DerdriuMarriner 15 days ago

Veronica, Very well done!
The Navajo believe that good leaves this world with death whereas evil lingers. It's interesting that King John's reputation here lingers as evil, possibly because of losing the royal treasure in the Wash and predominantly because of Magna Carta's and Robin Hood's good reputations on this side of the Atlantic pond. And yet King John may have been an effective administrator and chief financial officer whereas Magna Carta at its time and in fact may have been very different from its twenty-first-century presentations.
Also, historians here prefer Kings Henry III, Edward I or Edward II, not King John, as Robin Hood's monarch. What is the interpretation on your side of the pond?

sheilamarie on 07/09/2015

The Magna Carta is usually thought of in a symbolic way, as others have said. It's helpful to examine what was actually written without losing its symbolic significance. Thanks for clarifying.

frankbeswick on 07/04/2015

Whether we as,citizens wish to celebrate iMagna Carta is one thing; whether it is worth celebrating is another.

I think that people took it up and declared their support for it because it promoted the values that would eventually give rise to democracy.

Veronica on 07/04/2015

But the " celebrations" were an 800th anniversary of the sealing of Magna Carta not what it came to mean.
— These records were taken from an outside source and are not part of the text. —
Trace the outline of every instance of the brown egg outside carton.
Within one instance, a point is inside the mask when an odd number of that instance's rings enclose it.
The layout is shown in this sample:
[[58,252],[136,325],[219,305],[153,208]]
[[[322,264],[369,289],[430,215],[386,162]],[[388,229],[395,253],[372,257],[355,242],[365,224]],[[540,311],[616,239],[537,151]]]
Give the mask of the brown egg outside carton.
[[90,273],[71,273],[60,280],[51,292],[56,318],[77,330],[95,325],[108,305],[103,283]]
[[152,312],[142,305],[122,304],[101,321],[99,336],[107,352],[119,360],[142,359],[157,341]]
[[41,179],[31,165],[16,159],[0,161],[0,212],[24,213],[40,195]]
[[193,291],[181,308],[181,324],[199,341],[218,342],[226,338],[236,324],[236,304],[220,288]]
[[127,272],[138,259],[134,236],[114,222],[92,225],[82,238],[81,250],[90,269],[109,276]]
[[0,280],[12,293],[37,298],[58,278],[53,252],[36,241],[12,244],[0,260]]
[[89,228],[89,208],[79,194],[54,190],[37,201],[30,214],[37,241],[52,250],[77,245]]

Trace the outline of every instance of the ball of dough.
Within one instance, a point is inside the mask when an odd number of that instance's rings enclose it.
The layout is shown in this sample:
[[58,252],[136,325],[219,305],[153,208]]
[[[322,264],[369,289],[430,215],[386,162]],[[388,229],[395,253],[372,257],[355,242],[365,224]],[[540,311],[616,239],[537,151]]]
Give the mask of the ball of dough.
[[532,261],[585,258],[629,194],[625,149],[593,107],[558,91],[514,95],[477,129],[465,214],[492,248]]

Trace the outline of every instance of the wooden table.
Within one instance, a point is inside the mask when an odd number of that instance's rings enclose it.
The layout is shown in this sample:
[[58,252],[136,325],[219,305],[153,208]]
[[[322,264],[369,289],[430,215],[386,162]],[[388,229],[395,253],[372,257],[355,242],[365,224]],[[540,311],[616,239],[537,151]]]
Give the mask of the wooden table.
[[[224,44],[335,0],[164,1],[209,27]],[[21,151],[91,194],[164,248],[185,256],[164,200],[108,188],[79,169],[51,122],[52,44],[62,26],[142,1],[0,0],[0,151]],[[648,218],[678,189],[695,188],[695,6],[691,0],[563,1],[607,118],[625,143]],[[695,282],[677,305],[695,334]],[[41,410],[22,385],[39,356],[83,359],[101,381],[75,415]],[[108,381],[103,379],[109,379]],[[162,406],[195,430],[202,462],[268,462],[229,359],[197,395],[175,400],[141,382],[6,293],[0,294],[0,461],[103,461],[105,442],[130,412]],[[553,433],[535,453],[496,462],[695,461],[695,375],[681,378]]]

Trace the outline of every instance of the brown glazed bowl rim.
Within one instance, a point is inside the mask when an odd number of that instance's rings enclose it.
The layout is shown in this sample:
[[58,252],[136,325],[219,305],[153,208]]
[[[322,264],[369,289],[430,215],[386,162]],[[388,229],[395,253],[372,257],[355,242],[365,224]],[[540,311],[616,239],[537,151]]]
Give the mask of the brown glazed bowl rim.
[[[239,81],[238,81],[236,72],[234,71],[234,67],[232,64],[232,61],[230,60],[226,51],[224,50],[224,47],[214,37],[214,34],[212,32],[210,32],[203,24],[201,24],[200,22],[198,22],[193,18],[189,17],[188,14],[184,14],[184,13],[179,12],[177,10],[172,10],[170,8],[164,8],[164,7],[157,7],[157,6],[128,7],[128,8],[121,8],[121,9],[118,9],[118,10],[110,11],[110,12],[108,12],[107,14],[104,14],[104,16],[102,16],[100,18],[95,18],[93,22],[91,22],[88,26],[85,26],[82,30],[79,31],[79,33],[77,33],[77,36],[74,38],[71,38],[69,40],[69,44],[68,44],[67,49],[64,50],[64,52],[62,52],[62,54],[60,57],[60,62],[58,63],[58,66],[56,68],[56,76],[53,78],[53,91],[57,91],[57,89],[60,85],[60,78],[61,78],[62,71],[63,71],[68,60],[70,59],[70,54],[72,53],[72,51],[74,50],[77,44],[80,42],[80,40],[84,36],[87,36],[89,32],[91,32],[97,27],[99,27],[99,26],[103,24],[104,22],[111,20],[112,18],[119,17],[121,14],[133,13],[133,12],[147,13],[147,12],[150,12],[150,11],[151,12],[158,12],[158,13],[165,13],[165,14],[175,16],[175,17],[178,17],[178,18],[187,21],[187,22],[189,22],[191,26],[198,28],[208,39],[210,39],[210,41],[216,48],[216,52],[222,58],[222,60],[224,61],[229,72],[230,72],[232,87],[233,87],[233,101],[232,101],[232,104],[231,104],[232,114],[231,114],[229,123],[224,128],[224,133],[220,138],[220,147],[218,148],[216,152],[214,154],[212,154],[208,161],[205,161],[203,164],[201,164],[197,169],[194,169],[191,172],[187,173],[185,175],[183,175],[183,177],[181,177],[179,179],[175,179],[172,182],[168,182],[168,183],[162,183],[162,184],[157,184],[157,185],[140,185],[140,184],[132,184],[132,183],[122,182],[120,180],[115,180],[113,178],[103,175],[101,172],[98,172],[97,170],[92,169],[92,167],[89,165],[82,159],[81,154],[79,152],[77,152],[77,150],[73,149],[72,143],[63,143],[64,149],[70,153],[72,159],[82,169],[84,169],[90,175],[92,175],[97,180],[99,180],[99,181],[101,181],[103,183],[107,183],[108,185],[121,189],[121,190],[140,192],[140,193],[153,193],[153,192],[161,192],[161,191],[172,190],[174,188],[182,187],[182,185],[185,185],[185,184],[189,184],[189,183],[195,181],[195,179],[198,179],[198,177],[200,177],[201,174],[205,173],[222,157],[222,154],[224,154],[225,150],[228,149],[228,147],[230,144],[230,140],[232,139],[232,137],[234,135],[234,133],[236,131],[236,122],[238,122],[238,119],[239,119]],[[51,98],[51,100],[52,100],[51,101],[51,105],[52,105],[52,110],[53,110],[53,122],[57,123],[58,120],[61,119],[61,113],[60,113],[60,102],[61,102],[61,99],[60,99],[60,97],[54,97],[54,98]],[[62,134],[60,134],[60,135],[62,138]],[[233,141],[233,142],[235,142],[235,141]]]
And Magna Carta was certainly nothing to celebrate.

frankbeswick on 07/04/2015

We have t o differentiate between what Magna Carta meant and what it came to mean as it was used. Veronica is right about the historic meaning, which was quite limited. But the document became a potent symbol, invested with the hopes of many that life could be lived under just laws that bound the authorities. But remember, there are people today who see it as a burden. A quote from a left wing socialist whom I had the misfortune to know, "Why do you need to have committed a crime to be arrested?" He had the vision of a future in which disagreement with his views merited arrest; and he was and is not alone. The price of liberty is constant vigilance against such people.